The present invention relates to a clocking circuit for providing periodic clocking or timing signals in an electronic circuit. The invention includes a primary clock source and a back-up clock source, the latter of which is enabled to provide clocking signals upon detection of a fault in the primary clock source.
Modern electronic circuits, particularly those used in connection with microprocessor-based systems, typically require accurate clocking, or timing, signals that are used to synchronize the various electronic functions of the circuit. Generally, a single master clock source, such as a clock oscillator, is employed to provide a periodic clocking signal at a single frequency.
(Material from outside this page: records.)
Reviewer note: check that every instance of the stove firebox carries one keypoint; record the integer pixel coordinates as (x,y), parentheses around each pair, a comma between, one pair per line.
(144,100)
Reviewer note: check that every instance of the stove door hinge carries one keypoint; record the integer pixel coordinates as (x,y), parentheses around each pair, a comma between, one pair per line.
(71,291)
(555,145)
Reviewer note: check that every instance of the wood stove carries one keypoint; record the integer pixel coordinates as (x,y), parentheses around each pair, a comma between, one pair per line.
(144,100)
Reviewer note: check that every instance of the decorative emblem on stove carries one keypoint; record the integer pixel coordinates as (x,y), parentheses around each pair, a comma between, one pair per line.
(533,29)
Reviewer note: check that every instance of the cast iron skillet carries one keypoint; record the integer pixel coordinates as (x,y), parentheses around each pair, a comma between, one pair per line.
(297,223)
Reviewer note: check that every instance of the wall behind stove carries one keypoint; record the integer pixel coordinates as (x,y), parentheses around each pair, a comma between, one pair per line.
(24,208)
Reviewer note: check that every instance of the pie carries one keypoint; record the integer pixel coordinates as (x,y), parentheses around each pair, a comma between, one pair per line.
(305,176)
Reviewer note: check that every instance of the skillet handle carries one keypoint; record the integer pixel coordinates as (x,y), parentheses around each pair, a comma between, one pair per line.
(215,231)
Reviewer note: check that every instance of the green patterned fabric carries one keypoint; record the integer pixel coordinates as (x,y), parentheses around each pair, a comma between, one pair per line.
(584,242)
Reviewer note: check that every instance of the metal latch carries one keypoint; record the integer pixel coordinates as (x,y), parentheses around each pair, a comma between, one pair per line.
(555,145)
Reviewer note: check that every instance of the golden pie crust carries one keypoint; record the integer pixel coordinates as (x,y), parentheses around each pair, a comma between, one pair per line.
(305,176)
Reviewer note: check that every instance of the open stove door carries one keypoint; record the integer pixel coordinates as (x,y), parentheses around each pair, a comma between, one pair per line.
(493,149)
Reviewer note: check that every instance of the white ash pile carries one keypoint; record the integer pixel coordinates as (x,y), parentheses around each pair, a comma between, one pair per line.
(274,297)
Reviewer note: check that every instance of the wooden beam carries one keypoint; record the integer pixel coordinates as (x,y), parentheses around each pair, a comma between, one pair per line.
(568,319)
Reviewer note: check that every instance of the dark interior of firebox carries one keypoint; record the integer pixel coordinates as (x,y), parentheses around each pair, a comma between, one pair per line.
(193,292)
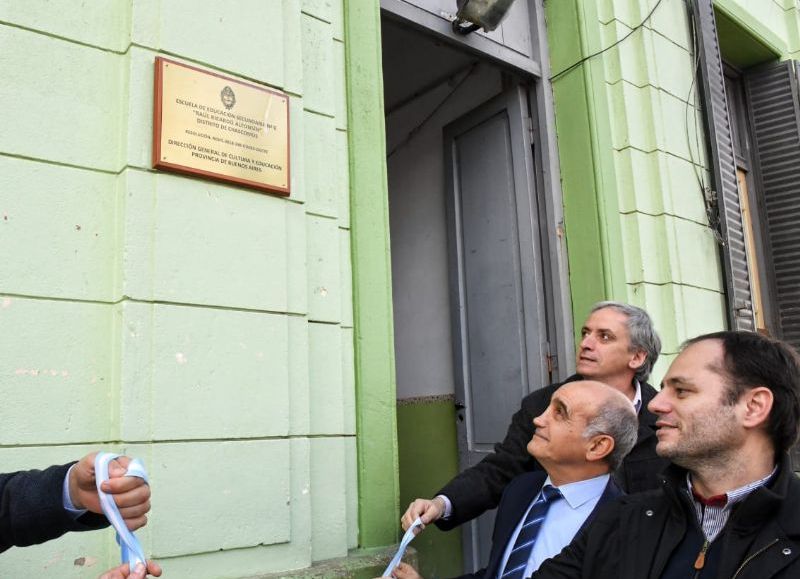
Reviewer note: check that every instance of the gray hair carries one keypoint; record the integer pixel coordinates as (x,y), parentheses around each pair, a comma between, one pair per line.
(615,418)
(642,334)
This clocking signal can be divided by various numerical values to result in a plurality of separate clock signals, all of which are at a fraction of the master clock signal for uses at various portions of the circuit.
Accurate clock signals are essential for a proper functioning of the electronic circuit. If the frequency of the master clock signal deviates from its predetermined clock frequency, the circuit will not perform in the manner as intended.
Thus, a need exists for a system that monitors and checks the master clock oscillator to determine if the frequency of the clocking signals deviates from its predetermined clock frequency and to compensate for such deviation if it exists. This need is particularly important in those working environments that impose a greater risk of oscillator faults. For example, electronic circuits that are implantable in the human body, such as pacers, cardioverters, or defibrillators impose a risk of seepage of body fluids into the circuitry housing which could adversely affect the integrity of the clock oscillator. In such environments, accurate monitoring of the clocking signals becomes particularly important.